The price of Bitcoin was around $45,700 dollars at the time of Bukele’s tweet announcing the purchase, down from highs near $50,000 earlier in the week.
On September 6, the day before Bitcoin was officially declared legal tender in El Salvador, the president announced that the country bought its first 400 BTC, at the time saying he planned on buying “a lot more” with government funds. With that historic announcement, El Salvador became the first country in the world to publicly put Bitcoin on its balance sheet.
Bitcoin was declared legal tender in El Salvador the next day. Its price declined from around $51,000 down to $43,000 when President Nayib Bukele announced again that El Salvador had bought the dip. Bringing the country’s total Bitcoin reserves from 400 to 550 BTC.
Monday’s purchase brought El Salvador’s Bitcoin reserves from 550 to 700 BTC, with a price of about $31,198,397 at the time of writing.
The Bitcoin price continued to decline to around $44,700 after Bukele’s announcement, until around 6 AM EST Monday morning.
The news comes at a time when international figures like Edward Snowden are urging nations to embrace Bitcoin. After El Salvador made Bitcoin legal tender, the famous whistleblower highlighted that Bitcoin favors those that adopt it early, thereby putting pressure on other nations, which will be penalized for being laggards.

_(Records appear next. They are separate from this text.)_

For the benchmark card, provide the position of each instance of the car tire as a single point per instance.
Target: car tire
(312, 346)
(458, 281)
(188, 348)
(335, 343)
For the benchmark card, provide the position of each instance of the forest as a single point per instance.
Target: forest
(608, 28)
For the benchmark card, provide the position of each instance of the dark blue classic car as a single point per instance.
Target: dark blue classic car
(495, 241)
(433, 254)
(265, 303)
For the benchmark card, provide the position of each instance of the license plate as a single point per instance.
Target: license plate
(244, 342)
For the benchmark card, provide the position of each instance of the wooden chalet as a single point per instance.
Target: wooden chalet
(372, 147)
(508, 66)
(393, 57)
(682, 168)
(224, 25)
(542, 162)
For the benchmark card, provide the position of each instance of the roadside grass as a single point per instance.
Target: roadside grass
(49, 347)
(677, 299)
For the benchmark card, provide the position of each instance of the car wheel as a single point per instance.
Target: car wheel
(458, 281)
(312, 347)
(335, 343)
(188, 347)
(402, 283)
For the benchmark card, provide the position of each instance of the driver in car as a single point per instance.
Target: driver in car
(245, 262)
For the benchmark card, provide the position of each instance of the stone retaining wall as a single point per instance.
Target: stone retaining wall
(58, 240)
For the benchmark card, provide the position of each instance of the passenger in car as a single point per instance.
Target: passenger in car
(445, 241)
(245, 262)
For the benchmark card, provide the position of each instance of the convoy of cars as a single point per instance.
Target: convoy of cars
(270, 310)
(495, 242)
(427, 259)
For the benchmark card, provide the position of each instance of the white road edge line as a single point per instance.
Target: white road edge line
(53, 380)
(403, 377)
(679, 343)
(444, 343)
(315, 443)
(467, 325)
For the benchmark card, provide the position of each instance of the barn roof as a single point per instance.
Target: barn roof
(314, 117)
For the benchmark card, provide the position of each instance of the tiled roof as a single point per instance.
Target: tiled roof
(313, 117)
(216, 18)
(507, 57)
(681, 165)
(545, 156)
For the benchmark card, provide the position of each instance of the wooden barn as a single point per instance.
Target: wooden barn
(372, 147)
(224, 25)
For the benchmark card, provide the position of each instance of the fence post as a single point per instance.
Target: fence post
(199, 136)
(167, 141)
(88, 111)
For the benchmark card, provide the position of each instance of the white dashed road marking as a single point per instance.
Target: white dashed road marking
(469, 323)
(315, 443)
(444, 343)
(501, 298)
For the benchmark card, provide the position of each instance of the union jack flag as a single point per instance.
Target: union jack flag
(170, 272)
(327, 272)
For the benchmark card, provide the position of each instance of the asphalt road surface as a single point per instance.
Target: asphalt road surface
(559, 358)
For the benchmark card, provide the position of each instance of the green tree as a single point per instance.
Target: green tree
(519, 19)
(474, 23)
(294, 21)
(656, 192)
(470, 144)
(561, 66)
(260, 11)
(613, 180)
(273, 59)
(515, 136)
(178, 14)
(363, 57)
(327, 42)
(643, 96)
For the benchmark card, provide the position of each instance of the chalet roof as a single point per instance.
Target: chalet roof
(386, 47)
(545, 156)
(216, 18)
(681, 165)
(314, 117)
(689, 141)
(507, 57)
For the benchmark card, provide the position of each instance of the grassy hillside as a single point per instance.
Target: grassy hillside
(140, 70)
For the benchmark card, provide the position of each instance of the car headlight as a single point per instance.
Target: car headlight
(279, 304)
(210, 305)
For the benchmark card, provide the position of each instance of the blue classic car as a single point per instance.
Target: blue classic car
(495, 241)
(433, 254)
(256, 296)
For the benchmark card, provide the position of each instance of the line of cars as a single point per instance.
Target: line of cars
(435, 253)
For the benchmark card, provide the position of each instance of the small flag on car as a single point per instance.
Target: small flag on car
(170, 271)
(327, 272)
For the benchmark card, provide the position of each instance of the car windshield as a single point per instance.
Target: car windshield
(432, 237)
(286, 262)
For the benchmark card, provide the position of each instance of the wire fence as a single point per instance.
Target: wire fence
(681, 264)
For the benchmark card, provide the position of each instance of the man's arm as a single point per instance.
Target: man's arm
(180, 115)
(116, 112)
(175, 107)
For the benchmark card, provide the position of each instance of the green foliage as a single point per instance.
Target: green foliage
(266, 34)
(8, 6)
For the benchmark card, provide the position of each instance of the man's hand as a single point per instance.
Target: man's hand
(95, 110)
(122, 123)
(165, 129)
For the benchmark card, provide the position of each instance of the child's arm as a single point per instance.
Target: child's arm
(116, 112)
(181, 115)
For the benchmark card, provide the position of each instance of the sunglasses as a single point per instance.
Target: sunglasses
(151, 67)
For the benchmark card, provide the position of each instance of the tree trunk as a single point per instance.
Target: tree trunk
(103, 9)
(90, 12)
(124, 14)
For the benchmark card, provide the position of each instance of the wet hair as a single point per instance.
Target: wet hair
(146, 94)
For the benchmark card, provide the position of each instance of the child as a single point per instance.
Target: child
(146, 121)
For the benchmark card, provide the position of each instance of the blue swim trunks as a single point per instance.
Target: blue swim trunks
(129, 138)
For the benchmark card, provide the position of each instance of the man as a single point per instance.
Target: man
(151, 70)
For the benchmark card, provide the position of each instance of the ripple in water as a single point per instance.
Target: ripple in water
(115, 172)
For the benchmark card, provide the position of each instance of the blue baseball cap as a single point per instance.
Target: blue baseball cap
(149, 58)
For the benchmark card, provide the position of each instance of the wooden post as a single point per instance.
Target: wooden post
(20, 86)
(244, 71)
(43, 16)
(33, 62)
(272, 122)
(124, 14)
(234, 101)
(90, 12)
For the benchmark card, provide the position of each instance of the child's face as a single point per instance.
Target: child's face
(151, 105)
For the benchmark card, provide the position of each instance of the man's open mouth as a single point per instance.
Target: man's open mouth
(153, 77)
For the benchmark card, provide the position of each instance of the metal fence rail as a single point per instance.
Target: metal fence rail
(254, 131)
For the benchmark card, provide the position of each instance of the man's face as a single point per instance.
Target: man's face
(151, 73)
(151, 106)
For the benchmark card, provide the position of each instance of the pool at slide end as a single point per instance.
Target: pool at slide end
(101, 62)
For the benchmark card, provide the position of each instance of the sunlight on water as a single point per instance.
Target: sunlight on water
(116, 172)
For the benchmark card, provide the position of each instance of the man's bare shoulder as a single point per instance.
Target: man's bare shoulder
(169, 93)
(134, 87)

Among the interested second nations to publicly adopt Bitcoin and pursue Bitcoin mining are Laos and Ukraine.
The world is watching this experiment, and Bitcoiners are eager to see what country will be next to adopt Bitcoin as nations are forced to compete or be left behind. The game-theoretic prisoner’s dilemma has begun in global politics, and nation states that adopt Bitcoin first are at a great advantage.